Wir leben in einem Zeitalter globaler Krisen. Die Weltfinanzkrise, die Flüchtlingskrise, die Corona-Krise, die Klima-Krise: sie alle wirken sich auf die Gesundheit der Bevölkerung aus und haben Anteil an den Entwicklungen im Bereich der psychischen Erkrankungen, die mittlerweile auch als Krise bezeichnet werden: als Global Mental Health Crisis.
Man könnte also von einer Intersektionalität der Krisen sprechen, und das ist auch deswegen ganz passend, weil vor allem Personen- und Bevölkerungsgruppen, die sowieso schon marginalisiert und diskriminiert werden, besonders darunter leiden.
Allein die Tatsache, dass wir im globalen Norden von Krisen sprechen, sagt eigentlich alles. Es markiert unsere privilegierte Position. Es heißt nämlich, dass wir noch immer von einem relativen Zustand der Stabilität und Kontinuität ausgehen, der durch Krisen erst erschüttert wird. Diejenigen, die in den sogenannten Krisengebieten aufgewachsen sind, erfahren diese gar nicht als solche und würden sie auch nicht so nennen. Für diese Menschen ist die Krise Alltag. Normalzustand. Sie leben mit der alltäglichen Ungewissheit ihrer Existenz und Versorgung.
Obwohl auch in der pandemischen Gegenwart wieder diejenigen am schwersten von den direkten und indirekten COVID-19-Folgen betroffen sind, die zu den schwächeren Mitgliedern der Weltbevölkerung gehören - Kinder, Flüchtlinge und Migranten, LGBTQI+-Personen, Wohnungslose, alte Menschen, Arme - hat sie doch auch den globalen Norden schwer erschüttert. Dass die Global Mental Health Crisis gerade zu diesem Zeitpunkt ein international so beachtetes Thema wird, kommt daher nicht von ungefähr.

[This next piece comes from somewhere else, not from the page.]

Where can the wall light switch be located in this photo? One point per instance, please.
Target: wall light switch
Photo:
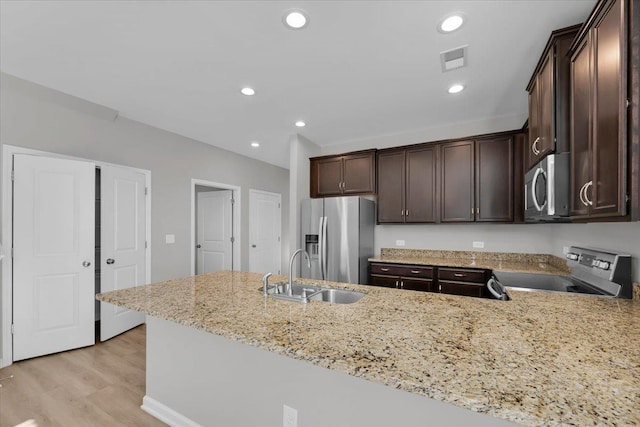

So haben wir uns in der Redaktion für ein Themenspecial zur psychischen Gesundheit entschieden und fassen hier auch Themen an, die unbequem und teilweise schwer verdaulich sind: Sexueller Kindesmissbrauch boomt weltweit durch alle sozio-kulturellen Milieus hindurch und erschafft eine globale Generation schwer traumatisierter Überlebender - während zahllose Kinder und Heranwachsende die Folgen der Gewalt nicht überleben. Sterben ist auch hierzulande mittlerweile zu sichtbar geworden, um noch unbemerkt in diskrete Räume verbannt zu werden. Psychische Erkrankungen im Arbeitsumfeld sind fast Regel, statt Ausnahme. Es zeigt sich, dass die psychischen Auswirkungen der letzten anderthalb Jahre auch in den Familien und Freundeskreisen der Gut- und Besserverdienenden, in der Mitte unserer Wohlstandsgesellschaft, deutlich zu spüren sind. Die Psyche des globalen Nordens befindet sich im Krisen-Modus.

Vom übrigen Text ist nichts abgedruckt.